Ensuite ce paradoxe se double d’une superbe hypocrisie, le statut de sans-papier, hypocrisie qui ne fait elle aussi qu’accroitre le flux qu’elle dit vouloir combattre. La conséquence directe de ce statut est de nous rendre très difficile le retour chez nous. Il nous condamne donc à ne pas voir grandir nos enfants, nos frères ou sœurs, à ne pas assister de notre présence nos parents dans leur vieillesse, à ne pas les voir mourir. Il fait de nous des inconnues dans nos propres familles et de nos enfants des orphelins de l’immigration. Amertume et sentiment d’injustice de celles qui subissent cette lourde condamnation.

Consciente de cette contradiction, je demande à mes collègues femmes sans statut légal, travailleuses dans l’économie domestique, d’être fières de leur travail, d’être fières de nous, nous qui apportons plus que la tâche accomplie. Partout où nous passons l’aspirateur, portons des enfants, accompagnons des personnes âgées ou dépendantes, nous offrons plus que ça. Nous donnons la chaleur humaine, la flamme au foyer. Soyons fières, mais soyons aussi lucides ! Ce foyer que par notre présence et notre dévouement nous maintenons ici, chez nous, pour beaucoup, nous le perdons à jamais.

C’est pour ça que nous demandons la régularisation des travailleurs et travailleuses sans statut légal. J’aimerais vous faire comprendre que, pour nous, ce n’est pas seulement un papier, ce n’est pas simplement une question de permis.
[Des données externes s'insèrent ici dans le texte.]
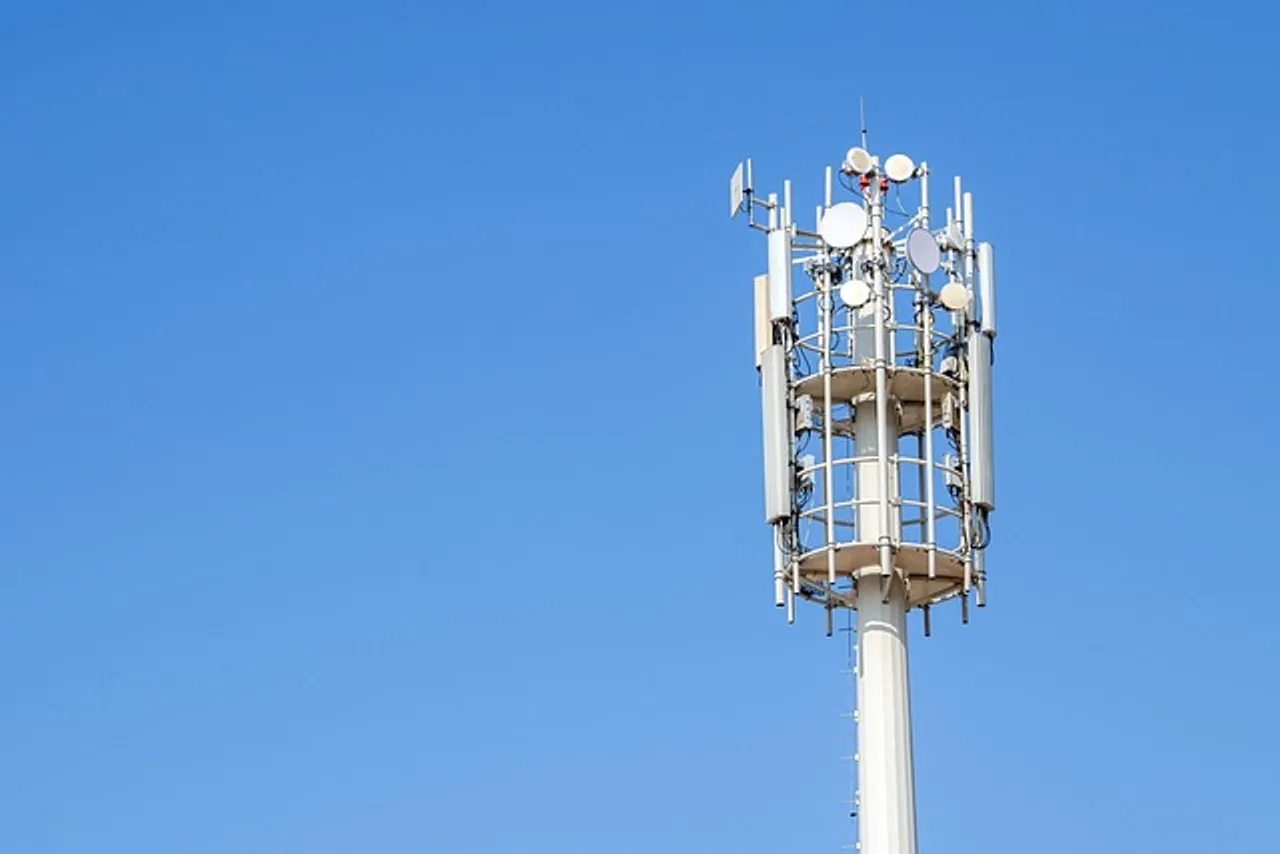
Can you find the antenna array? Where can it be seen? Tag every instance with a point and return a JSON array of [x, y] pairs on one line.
[[876, 384]]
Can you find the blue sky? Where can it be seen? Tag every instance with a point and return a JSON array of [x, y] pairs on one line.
[[380, 438]]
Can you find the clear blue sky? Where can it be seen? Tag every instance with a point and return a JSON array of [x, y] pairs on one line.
[[380, 461]]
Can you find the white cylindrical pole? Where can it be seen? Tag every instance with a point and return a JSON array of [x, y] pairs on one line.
[[886, 776], [886, 779]]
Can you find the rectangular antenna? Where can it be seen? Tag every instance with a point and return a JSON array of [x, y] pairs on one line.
[[736, 192]]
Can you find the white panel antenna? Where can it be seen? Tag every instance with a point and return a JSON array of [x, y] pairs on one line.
[[922, 251], [736, 191]]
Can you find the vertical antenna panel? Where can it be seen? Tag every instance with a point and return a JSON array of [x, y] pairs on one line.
[[981, 450], [777, 434], [987, 287], [780, 274], [763, 327]]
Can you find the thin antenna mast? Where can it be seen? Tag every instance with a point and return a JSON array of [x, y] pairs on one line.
[[862, 118]]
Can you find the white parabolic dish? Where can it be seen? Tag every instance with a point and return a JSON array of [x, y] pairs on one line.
[[899, 168], [855, 293], [844, 224]]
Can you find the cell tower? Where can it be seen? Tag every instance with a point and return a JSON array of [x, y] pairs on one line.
[[878, 480]]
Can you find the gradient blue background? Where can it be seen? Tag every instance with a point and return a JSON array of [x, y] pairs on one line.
[[380, 462]]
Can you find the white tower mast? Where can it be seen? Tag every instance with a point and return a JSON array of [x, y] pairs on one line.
[[867, 355]]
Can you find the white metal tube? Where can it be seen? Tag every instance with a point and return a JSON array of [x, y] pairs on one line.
[[883, 305], [826, 304], [931, 515], [987, 287], [959, 200], [780, 583], [886, 777], [968, 249]]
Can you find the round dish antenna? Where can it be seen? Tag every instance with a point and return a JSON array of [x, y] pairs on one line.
[[899, 168], [844, 224], [855, 293], [858, 161]]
Il s’agit de nos droits fondamentaux : le droit de voir grandir nos enfants, le droit d’être présentes aux côtés de nos parents dans leurs derniers instants, le droit de pouvoir vivre en paix sans avoir peur d’être expulsées, le droit d’avoir vraiment le choix d’être ici ou de partir.

Comprenez-nous ! Il nous est impossible de retourner chez nous, car, comme les libellules attirées par la lumière, nous avons brulé nos ailes.

Reste à savoir si nous avions le droit de venir ici ? Je retournerai simplement la question : la lumière a-t-elle plus le droit d’attirer les libellules que les libellules d’aller vers la lumière ?

Merci.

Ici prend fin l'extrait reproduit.